The Hall parking lot for students and staff has been an ongoing issue. This year especially, the scramble to find parking in the mornings has created an increase in illegal parking, stressful driving, and a parking space crisis. 

It’s no surprise to Connecticut teens when they reach the age of 16-years-old, they go and test for a permit, to then get their license. The influx of new drivers, primarily around the spring, has become an increasingly serious problem this year. The parking lot crisis has created a lack of adequate parking spaces for students and faculty. According to Hall High School security guard Al Bonfiglio, students aren’t allowed to park in the teacher-specific lots, and “all cars parked in the lot are supposed to be registered in the school database.” Al states that the lots are checked three times a minimum a day for unregistered vehicles who can be subjected to tickets. Registration includes the make and year of the car and the license plate number.  Students are opted to park on the nearby streets when the student lot reaches max capacity. Does this fix the problem? In short, no. Having to deal with a lack of parking combined with morning traffic from parents dropping off their children, many students feel the ordeal causes stress. When asked if finding a parking space in the morning affects the amount of sleep students get, senior David Lyons mentioned he “tries to get eight hours per night, but it’s hard with the amount of work he gets and having to wake up extra early to find a parking space.” 

It’s not just students who feel the need for a change in the parking situation, but faculty and staff as well. Lara White, a teacher of several years proposed the parking lot layout should be reviewed and other modes of transport should be made available with the goal of aiding the lack of space for students to park. Another faculty member, Anthony Wasley mentioned his concern from an environmentalist’s standpoint,  he believes “students and teachers should carpool.” This can reduce the number of cars in the parking lot, and help the environment as well. However, it’s not as easy as it sounds. Due to the Connecticut State law, new drivers are prohibited from driving anyone outside their family for one year after they get their license. Although the parking lot desperately needs new spaces, the law preventing carpooling for the first year of having a license seems to be the biggest underlying issue. 

Parking won’t just be a problem this year. The upcoming junior class is one of the most populous, creating a huge influx in student drivers coming next year. The junior class size this year is upwards of four hundred, while the senior class size is only 353.  If parking is already a problem now, the increase in new drivers will only exacerbate the scramble for space. 

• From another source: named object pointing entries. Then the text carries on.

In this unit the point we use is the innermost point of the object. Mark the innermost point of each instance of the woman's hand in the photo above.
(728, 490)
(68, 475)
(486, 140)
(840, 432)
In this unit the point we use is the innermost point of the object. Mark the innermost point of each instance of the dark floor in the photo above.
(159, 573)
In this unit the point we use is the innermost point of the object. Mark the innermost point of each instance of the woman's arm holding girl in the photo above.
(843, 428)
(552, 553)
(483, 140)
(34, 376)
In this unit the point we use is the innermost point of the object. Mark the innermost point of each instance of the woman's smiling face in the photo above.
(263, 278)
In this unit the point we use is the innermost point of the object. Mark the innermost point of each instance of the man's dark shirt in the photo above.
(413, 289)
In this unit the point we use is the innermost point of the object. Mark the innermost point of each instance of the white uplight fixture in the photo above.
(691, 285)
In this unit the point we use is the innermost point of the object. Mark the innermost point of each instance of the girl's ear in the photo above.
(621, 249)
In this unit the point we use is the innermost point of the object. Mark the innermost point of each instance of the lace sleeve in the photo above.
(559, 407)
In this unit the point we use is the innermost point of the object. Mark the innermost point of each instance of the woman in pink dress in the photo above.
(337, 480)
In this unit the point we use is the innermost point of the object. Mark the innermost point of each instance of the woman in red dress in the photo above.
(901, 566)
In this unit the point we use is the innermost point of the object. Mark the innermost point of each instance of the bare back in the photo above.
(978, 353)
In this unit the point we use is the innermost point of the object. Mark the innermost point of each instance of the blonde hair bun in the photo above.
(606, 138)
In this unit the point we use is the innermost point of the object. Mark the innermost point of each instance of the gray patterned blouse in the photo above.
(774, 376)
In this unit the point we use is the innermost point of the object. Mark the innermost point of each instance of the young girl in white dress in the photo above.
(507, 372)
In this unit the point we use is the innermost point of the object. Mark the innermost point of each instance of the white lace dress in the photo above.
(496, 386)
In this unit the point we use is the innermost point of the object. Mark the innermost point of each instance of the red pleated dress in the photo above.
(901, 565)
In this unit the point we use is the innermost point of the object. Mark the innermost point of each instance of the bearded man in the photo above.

So how can the issue be resolved? Carpooling is the most favored solution we’ve seen, although it mostly applies to seniors who have had their licenses for at least a year. Al Bonfiglio suggests whenever the building gets redone, the parking lots should be expanded, which could be several years from now. Bonfiglio also recommends until then, students should either park on the streets or on the road coming down graduation hill.